Many of these students are inspired and become conservationist and environmental leaders. In addition, scientists from around the world visit the Garden to learn about California natives. Local gardeners take classes, and home gardeners learn zeroscape landscaping and other techniques.

Today we do not have the room to conduct these education programs as well as we should. About a quarter of the new square footage is for education.

Our research staff, garden staff, and administrative staff today work in an unproductive small space. After the rebuild of the Gane House, which was lost to fire, less than 1,000 additional square feet are for staff, volunteer, and visitor-serving space.

The reason there are no significant environmental impacts is because we are adding a very small about of space for very low impact use. It would be like a private home adding a plant shed and a place to store lawnmowers, or a 20- or 40-year-old home adding modern closets and bathrooms, and maybe a study, but not building a second unit.

What do you say to critics who complain that the Vital Mission Plan, and your administration specifically, is moving away from the Garden’s original mission?

As explained above, this is all about carrying out our mission, of plant conservation, research, education, and display. Our mission was well-stated in 1927: “It is the aim of the Garden Committee to so unite the aesthetic, educational, and scientific that this Garden will hold a unique place in the horticultural world.”

Our mission today is unchanged. Some like to think of the Garden as a private nature preserve or a neighborhood park, but this never has been our mission.

Do you believe that the Garden has played nice enough with the neighbors and upheld its end of the deal to be a good neighbor?

One can never do enough to be a good neighbor. Since 1999 we have proposed plans and presented to our neighbors. We have listened and changed and refined the plans as a result.

Each time there has been a group of neighbors who want more reductions. We have now eliminated every thing we can eliminate.

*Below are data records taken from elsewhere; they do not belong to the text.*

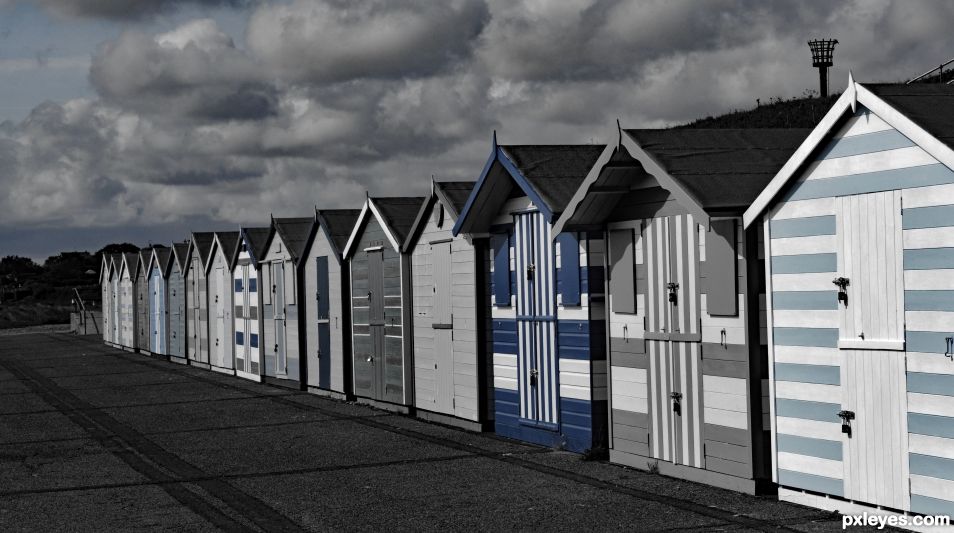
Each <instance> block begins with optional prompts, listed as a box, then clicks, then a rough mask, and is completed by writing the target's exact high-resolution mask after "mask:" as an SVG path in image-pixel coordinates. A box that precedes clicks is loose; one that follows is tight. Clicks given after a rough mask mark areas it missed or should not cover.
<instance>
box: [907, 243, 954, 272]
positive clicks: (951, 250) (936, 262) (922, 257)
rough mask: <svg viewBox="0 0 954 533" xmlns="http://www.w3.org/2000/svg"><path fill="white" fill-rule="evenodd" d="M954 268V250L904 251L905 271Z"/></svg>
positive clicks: (925, 249) (938, 248)
mask: <svg viewBox="0 0 954 533" xmlns="http://www.w3.org/2000/svg"><path fill="white" fill-rule="evenodd" d="M939 268H954V248H921V249H917V250H905V251H904V269H905V270H935V269H939Z"/></svg>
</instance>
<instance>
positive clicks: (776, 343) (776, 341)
mask: <svg viewBox="0 0 954 533" xmlns="http://www.w3.org/2000/svg"><path fill="white" fill-rule="evenodd" d="M772 338H773V340H774V342H775V344H779V345H783V346H818V347H822V348H836V347H837V346H838V328H773V329H772Z"/></svg>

Until this plan, we never submitted a final plan for review by the county. Looking at past plans, this plan represents a huge reduction.

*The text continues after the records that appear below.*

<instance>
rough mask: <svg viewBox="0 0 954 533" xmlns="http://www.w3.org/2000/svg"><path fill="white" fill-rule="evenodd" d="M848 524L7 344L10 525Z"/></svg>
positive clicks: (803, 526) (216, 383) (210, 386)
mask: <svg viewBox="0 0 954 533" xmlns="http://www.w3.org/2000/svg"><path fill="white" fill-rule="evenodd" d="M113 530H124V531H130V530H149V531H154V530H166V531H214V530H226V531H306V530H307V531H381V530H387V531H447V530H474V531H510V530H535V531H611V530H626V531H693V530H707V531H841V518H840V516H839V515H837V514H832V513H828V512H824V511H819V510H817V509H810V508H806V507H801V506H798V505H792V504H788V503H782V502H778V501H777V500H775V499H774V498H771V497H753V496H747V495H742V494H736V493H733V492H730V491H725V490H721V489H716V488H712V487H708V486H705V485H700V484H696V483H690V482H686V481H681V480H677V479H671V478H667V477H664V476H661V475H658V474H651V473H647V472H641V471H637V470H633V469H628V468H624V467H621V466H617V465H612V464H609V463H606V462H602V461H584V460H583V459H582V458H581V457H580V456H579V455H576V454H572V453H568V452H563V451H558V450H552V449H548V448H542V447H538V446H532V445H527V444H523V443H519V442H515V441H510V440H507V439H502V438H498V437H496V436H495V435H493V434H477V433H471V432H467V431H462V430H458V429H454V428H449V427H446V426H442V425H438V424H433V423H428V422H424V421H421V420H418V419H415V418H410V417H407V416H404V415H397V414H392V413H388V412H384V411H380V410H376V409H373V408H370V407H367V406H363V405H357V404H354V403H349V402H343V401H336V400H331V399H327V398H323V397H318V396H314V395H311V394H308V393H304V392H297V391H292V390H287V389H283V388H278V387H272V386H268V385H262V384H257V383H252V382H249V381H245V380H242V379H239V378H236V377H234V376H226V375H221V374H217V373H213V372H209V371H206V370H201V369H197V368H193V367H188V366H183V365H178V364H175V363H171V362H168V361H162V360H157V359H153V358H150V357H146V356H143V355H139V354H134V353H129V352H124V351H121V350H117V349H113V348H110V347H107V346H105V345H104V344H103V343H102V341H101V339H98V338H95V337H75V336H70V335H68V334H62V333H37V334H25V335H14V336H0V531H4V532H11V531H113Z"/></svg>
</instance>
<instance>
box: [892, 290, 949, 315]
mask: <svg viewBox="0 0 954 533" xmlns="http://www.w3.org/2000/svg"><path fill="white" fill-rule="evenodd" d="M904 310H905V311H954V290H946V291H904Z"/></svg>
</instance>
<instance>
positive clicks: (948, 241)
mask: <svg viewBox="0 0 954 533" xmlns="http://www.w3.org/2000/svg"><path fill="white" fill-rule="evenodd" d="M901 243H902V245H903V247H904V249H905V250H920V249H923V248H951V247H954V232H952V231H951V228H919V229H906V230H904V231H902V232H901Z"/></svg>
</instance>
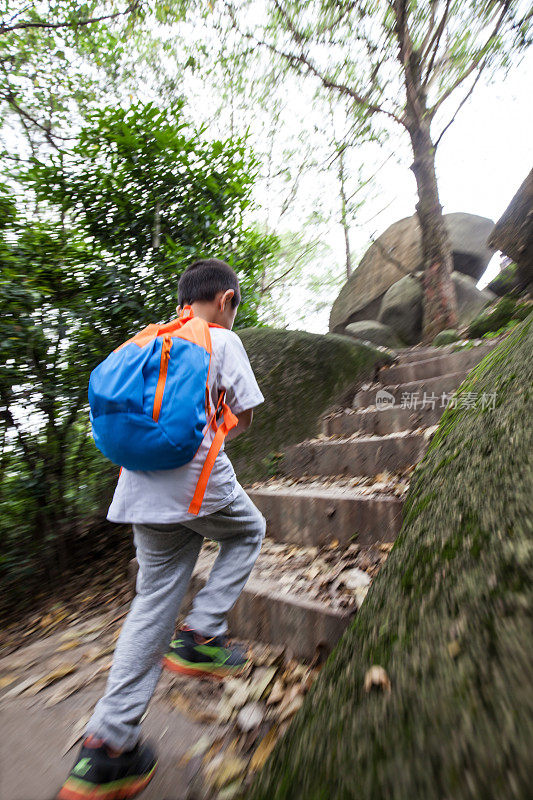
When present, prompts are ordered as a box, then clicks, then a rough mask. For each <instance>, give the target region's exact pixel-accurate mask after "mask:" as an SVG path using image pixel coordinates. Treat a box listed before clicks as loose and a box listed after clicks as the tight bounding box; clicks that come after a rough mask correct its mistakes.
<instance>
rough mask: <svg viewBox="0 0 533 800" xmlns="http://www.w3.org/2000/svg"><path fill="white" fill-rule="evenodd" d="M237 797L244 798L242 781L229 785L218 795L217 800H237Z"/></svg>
mask: <svg viewBox="0 0 533 800" xmlns="http://www.w3.org/2000/svg"><path fill="white" fill-rule="evenodd" d="M236 797H242V781H240V780H237V781H233V783H228V785H227V786H225V787H224V788H223V789H221V790H220V792H219V793H218V794H217V800H235V798H236Z"/></svg>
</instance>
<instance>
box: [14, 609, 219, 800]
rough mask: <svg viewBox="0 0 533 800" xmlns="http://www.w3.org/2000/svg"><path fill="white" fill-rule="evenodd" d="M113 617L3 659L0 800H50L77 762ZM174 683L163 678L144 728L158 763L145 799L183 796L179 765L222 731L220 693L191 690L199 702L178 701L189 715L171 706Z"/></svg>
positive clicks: (159, 798) (111, 643)
mask: <svg viewBox="0 0 533 800" xmlns="http://www.w3.org/2000/svg"><path fill="white" fill-rule="evenodd" d="M115 616H116V615H115ZM112 618H113V614H108V615H97V616H94V617H92V618H88V619H86V620H84V621H83V622H82V623H80V624H78V625H74V626H70V627H69V628H67V629H64V630H59V631H56V632H54V633H52V634H51V635H49V636H45V637H44V638H41V639H37V640H36V641H33V643H32V644H29V645H26V646H24V647H22V648H20V649H18V650H16V651H15V652H13V653H12V654H10V655H7V656H5V657H4V658H2V659H0V687H1V688H0V719H1V730H2V735H1V743H0V798H1V800H53V798H54V797H55V795H56V793H57V791H58V789H59V787H60V785H61V783H62V782H63V780H64V779H65V776H66V775H67V773H68V771H69V769H70V768H71V766H72V763H73V761H74V758H75V756H76V752H77V750H78V747H79V745H80V742H79V740H78V737H79V736H81V733H82V732H83V727H84V725H85V723H86V721H87V718H88V716H89V714H90V713H91V710H92V708H93V707H94V705H95V703H96V702H97V700H98V699H99V697H100V696H101V695H102V693H103V691H104V687H105V682H106V676H107V671H108V669H109V666H110V662H111V649H112V647H113V644H114V641H115V640H116V637H117V635H118V630H119V625H120V620H117V621H116V622H114V623H113V622H110V619H111V620H112ZM178 683H179V682H178ZM178 683H177V682H176V681H174V680H173V679H172V676H167V675H163V676H162V679H161V681H160V683H159V685H158V688H157V690H156V694H155V696H154V699H153V701H152V703H151V705H150V707H149V709H148V713H147V716H146V719H145V721H144V723H143V729H144V735H145V737H146V738H148V739H150V740H151V741H152V742H153V744H154V745H155V746H156V748H157V751H158V754H159V759H160V761H159V769H158V772H157V775H156V777H155V778H154V780H153V781H152V783H151V785H150V787H149V788H148V789H147V790H146V792H145V793H144V794H143V798H145V800H181V799H182V798H184V797H185V794H186V778H185V772H186V766H185V765H180V760H181V759H182V757H183V755H184V754H185V752H186V751H187V750H188V749H189V748H190V747H191V745H192V744H194V742H196V741H197V740H198V739H199V738H200V737H201V736H202V735H203V734H206V733H214V732H215V731H217V729H218V728H219V725H218V724H217V722H216V711H215V710H214V706H215V705H216V703H217V702H218V699H219V696H220V693H221V691H222V689H221V688H220V687H217V686H213V687H211V686H207V685H204V684H202V685H199V686H198V685H197V684H196V686H198V688H197V689H196V690H194V689H193V691H196V694H197V696H196V698H193V697H192V696H191V697H190V698H189V701H187V700H185V699H183V698H182V699H181V700H180V704H181V706H182V708H183V706H184V705H185V704H186V703H187V702H190V705H191V711H190V713H187V714H186V713H183V711H182V710H180V709H179V708H177V707H176V701H177V696H176V688H175V687H176V686H177V685H178ZM69 692H71V693H70V694H69ZM207 698H209V700H208V699H207ZM195 701H196V702H195ZM208 705H210V709H208V708H207V706H208ZM203 715H205V719H204V721H203V722H202V721H199V718H200V719H201V718H202V716H203ZM195 717H196V719H195ZM211 720H215V721H211Z"/></svg>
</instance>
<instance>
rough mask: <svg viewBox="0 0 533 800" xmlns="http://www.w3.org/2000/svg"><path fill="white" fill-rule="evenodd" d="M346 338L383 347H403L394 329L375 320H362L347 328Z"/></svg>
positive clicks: (368, 319)
mask: <svg viewBox="0 0 533 800" xmlns="http://www.w3.org/2000/svg"><path fill="white" fill-rule="evenodd" d="M344 334H345V336H353V337H354V338H355V339H359V340H362V341H363V342H372V343H373V344H379V345H382V346H383V347H401V345H402V343H401V341H400V339H399V338H398V336H397V335H396V334H395V333H394V331H393V330H392V328H389V326H388V325H383V323H382V322H377V320H375V319H361V320H359V322H351V323H350V324H349V325H347V326H346V329H345V331H344Z"/></svg>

Being a good neighbor goes both ways. We are proud of the dozens of neighbors who have stepped up as supporters of our plan in the face of critical attacks by the small group that is still opposed.

As we spent a decade and a lot of funds listening and changing and rechanging and rechanging our plans in response to those opposed, they have not appreciated or even understood our need for the very basic plan we propose today.

I guess the fire hydrants fit this behavior the best. As part of the Vital Mission Plan we have proposed a myriad of fire protection measures. Six new fire hydrants were included in the original submittal, yet we determined about 18 months ago that we did not want to tempt fate without the protection of the hydrants. It seemed like a no-brainer to move ahead with those right away.

Yet the very same group that remains opposed to the Garden Vital Mission Plan opposed the hydrants, costing the Garden tens of thousands of dollars in legal and engineering costs. Fortunately, the Garden prevailed and those very six hydrants allowed us to save the landscaped section of the Garden, including the seed bank and other important buildings. Others feel that stopping the fire at the Garden protected much of Mission Canyon.

If the opposition by this group is legitimate, we question why they would oppose hydrants? And why would they oppose the bare bones plan they have asked us for over the past decade.

There is a need for give and take, we have given and given and those who remain opposed have taken and taken. It needs to be two-way.

A common complaint I hear is that there used to be more Gardeners than well-paid executives at the Garden. What do you say to that?

This is not true. The Garden is run by a skeleton staff of four executives. Like every non-profit, the recession has hit us hard, but we have not laid off a single gardener.

How many more special events are expected each year, and how much larger will those special events be than in the past?

Presently there’s no limit on special event. With the vital mision plan, there will be limits in place for the first time. There will be neither more nor larger special events than in the past.